Snowpiercer (126 min., 2013) The film is set in the future (AD 2031) where, after a failed experiment to stop global warming, an ice age kills off all life on the planet except for the inhabitants of the Snowpiercer, a train that travels around the globe and is powered by a sacred perpetual-motion engine. Its inhabitants are divided by class; the lower-class passengers in one of the last cars stage an uprising, moving car by car up to the front of the train, where the oppressive rich and powerful ride.

Survival of the Fittest (17 min., 1994) Shows the function of the physical training program of the Army Air Forces during World War II. Starts by celebrating the exploits of Army Air Force war heroes. The main story is a fictional story about two American fighter pilots who are forced to parachute from disabled planes. The uninjured man brings his wounded comrade through water and knee-deep marshlands to safety. The excellent physical condition of both men is presented as largely responsible for their survival. Includes footage of Army Air Force soldiers engaging in physical exercise.

WALL-E (98 min., 2008) After hundreds of lonely years, a waste management robot finds a new purpose in life. With only a cockroach for a friend, he finds true love in another robot sent on a mission to Earth to see if it is safe for human life.
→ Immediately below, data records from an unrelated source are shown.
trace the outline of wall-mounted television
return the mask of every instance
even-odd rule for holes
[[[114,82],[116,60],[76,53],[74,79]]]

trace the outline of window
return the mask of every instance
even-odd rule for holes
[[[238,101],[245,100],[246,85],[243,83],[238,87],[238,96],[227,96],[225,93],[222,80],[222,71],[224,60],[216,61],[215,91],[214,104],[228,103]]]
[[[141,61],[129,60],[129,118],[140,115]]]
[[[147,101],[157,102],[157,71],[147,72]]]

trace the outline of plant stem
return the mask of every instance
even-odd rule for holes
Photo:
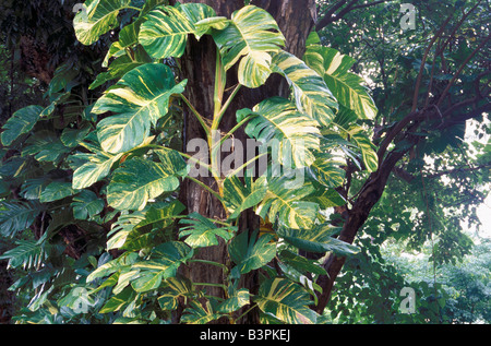
[[[212,188],[209,188],[208,186],[206,186],[204,182],[197,180],[196,178],[187,176],[185,178],[194,181],[195,183],[197,183],[200,187],[202,187],[203,189],[205,189],[206,191],[208,191],[209,193],[212,193],[214,196],[216,196],[218,199],[218,201],[220,201],[221,203],[224,203],[224,201],[221,200],[221,195],[219,193],[217,193],[215,190],[213,190]]]
[[[202,126],[203,130],[206,132],[206,135],[209,136],[209,127],[204,122],[203,117],[197,112],[196,108],[189,102],[189,99],[182,95],[179,94],[179,96],[182,98],[185,105],[188,105],[189,109],[191,109],[192,114],[196,117],[197,121]]]
[[[233,132],[236,132],[241,126],[243,126],[246,122],[248,122],[249,120],[251,120],[251,118],[253,118],[253,116],[249,116],[244,119],[242,119],[240,122],[238,122],[230,131],[227,132],[226,135],[223,136],[223,139],[219,142],[219,145],[221,146],[224,144],[224,142],[233,134]]]
[[[246,314],[248,314],[249,312],[252,311],[252,309],[256,308],[258,305],[253,305],[252,307],[250,307],[248,310],[246,310],[244,313],[242,313],[240,317],[238,317],[237,319],[235,319],[236,321],[239,321],[241,318],[243,318]]]
[[[248,165],[250,165],[251,163],[253,163],[254,160],[261,158],[262,156],[267,155],[267,153],[262,153],[253,158],[251,158],[250,160],[248,160],[246,164],[243,164],[242,166],[238,167],[236,170],[233,170],[231,174],[229,174],[229,177],[232,177],[235,175],[237,175],[240,170],[242,170],[244,167],[247,167]]]
[[[233,100],[233,98],[236,97],[237,93],[240,91],[241,85],[237,84],[237,86],[235,87],[233,92],[230,94],[230,96],[227,98],[227,102],[225,103],[225,105],[221,107],[220,111],[218,112],[218,115],[216,116],[215,119],[213,119],[213,123],[216,124],[216,129],[218,129],[218,124],[221,121],[221,118],[224,117],[225,112],[227,111],[228,106],[230,106],[231,102]]]
[[[225,264],[221,264],[221,263],[218,263],[218,262],[214,262],[214,261],[194,259],[194,260],[189,260],[188,262],[215,265],[215,266],[219,266],[220,269],[223,269],[225,273],[228,272],[228,267]],[[197,285],[197,284],[195,284],[195,285]]]
[[[142,12],[142,9],[139,9],[139,8],[135,8],[135,7],[124,7],[123,9],[135,10],[135,11]]]
[[[227,286],[224,284],[213,284],[213,283],[193,283],[194,286],[209,286],[209,287],[220,287],[227,291]]]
We Shall Remain America through Native Eyes (394 min., 2009) When Europeans arrived in North America, they encountered the Native people. Contrary to stereotype, American Indians were not simply ferocious warriors or peaceable lovers of the land. They were, like all people, an amalgam: charismatic and forward thinking, imaginative and courageous, compassionate and resolute, and, at times, arrogant, vengeful, and reckless. Native peoples valiantly resisted expulsion from their lands and fought the extinction of their culture using all avenues available, including military, legal, and political action, diplomacy, and supplication of the spiritual realm.